The largest implant possible should be inserted. This includes width as well as depth of the arthroplasty. The depth should be estimated on pre-operative imaging and confirmed with intra-operative radiographs using the trials. Height should be nearly the same as the pre-operative disc height, or the smallest height implant close to that. After inserting the first arthroplasty, fluoroscopy can confirm proper positioning and tilt (shown in Fig. 3). When performing a two-level artificial disc, the position of the second implant should be verified throughout as well; if the first was inserted well, the second one should also be referenced clinically off the first one (Fig. 4).

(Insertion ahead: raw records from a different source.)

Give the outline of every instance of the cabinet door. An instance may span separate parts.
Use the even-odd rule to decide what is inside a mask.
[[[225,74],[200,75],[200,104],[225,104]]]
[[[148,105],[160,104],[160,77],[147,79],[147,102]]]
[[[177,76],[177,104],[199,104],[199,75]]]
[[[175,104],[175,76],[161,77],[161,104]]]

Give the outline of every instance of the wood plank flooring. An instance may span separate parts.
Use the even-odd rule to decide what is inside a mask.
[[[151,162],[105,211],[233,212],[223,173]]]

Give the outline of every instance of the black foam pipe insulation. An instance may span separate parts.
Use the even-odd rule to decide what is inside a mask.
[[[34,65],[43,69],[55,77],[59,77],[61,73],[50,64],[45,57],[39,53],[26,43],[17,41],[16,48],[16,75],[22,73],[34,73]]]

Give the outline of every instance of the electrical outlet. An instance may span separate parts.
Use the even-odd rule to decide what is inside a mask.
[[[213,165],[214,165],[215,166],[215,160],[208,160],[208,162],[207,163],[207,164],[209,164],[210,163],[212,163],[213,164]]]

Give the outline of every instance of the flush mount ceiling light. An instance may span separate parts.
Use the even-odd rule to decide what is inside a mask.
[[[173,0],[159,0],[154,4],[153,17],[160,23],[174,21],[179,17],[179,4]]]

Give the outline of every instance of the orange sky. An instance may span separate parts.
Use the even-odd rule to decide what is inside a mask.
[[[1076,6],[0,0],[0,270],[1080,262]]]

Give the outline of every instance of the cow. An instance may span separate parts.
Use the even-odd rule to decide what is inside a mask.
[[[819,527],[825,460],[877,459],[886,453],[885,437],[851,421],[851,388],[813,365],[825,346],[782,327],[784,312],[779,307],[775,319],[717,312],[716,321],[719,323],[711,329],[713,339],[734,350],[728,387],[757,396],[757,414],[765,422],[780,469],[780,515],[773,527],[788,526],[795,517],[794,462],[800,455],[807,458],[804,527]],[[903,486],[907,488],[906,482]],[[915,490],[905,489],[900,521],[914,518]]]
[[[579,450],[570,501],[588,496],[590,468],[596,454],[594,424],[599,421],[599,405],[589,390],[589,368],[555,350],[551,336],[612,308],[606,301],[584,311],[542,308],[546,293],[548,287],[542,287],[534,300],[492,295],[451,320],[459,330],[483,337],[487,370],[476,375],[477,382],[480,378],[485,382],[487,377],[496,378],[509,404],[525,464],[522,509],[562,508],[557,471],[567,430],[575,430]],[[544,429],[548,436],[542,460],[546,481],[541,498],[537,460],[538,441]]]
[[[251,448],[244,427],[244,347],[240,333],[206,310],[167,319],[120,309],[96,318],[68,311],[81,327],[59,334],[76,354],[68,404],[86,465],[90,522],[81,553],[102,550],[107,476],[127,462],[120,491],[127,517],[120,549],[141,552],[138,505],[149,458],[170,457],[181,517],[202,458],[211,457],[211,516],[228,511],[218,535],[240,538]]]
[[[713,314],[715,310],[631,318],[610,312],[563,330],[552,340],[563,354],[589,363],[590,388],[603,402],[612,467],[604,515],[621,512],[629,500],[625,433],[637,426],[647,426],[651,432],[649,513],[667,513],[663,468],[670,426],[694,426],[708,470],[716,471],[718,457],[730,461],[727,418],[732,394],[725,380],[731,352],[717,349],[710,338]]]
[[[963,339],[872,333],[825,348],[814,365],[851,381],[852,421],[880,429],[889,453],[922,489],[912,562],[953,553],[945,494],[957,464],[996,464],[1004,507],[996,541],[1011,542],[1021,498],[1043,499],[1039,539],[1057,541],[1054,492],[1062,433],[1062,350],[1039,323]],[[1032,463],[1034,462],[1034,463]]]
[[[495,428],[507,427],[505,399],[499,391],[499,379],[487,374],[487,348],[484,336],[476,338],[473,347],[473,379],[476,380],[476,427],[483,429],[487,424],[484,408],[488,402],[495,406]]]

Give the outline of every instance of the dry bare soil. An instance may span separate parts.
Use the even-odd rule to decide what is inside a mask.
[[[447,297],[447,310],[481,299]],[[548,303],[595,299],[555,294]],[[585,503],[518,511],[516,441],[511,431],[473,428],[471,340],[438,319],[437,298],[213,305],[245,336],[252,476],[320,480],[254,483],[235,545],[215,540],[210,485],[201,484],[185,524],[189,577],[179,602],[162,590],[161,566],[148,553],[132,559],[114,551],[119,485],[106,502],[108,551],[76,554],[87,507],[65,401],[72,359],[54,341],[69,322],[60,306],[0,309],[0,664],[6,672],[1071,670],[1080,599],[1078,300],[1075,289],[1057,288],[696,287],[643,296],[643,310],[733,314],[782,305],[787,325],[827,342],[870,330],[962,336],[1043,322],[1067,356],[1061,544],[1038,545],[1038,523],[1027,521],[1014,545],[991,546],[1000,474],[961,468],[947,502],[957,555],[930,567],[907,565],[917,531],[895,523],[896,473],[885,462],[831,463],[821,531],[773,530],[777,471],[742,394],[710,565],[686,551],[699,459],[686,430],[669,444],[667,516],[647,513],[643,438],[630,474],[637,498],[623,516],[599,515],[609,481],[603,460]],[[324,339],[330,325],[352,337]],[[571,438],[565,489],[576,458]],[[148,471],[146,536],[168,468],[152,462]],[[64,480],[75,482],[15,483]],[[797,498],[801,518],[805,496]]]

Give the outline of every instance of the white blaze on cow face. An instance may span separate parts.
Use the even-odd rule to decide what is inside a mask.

For devices with rails, channels must be carefully cut into the endplates for the rails to sit. The rail-cutting jigs can be hampered by sclerotic endplates, for example, if this happens then the rails are not fully cut into an endplate. This can be noticed when inserting the tool if the rails are not fully penetrating the endplates symmetrically and fully, and if the disc space is opening up while the tool is being inserted, which suggests the rails are not fully penetrating into the vertebrae. To prevent this, the distraction from the Caspar pins should be released once the jig is inserted partially into the disc space. Additionally, the rail-cutting guide can be rocked back and forth into the endplates in order to ensure adequate penetration. Some implants also have drills that can be used prior to the rail-cutting device, which set the position for where the channels will be cut. Care must be taken to adequately fit the drill guide into place and remove the Caspar pin distraction so that the drills do not skive off of the bone, otherwise the rails will not adequately cut into these preopened sites. Finally, after removing the guide, a small, curved microcurette can be used to remove any bone dust or particles that may be stuck in the channels to ensure that the final implant is able to slide smoothly into it.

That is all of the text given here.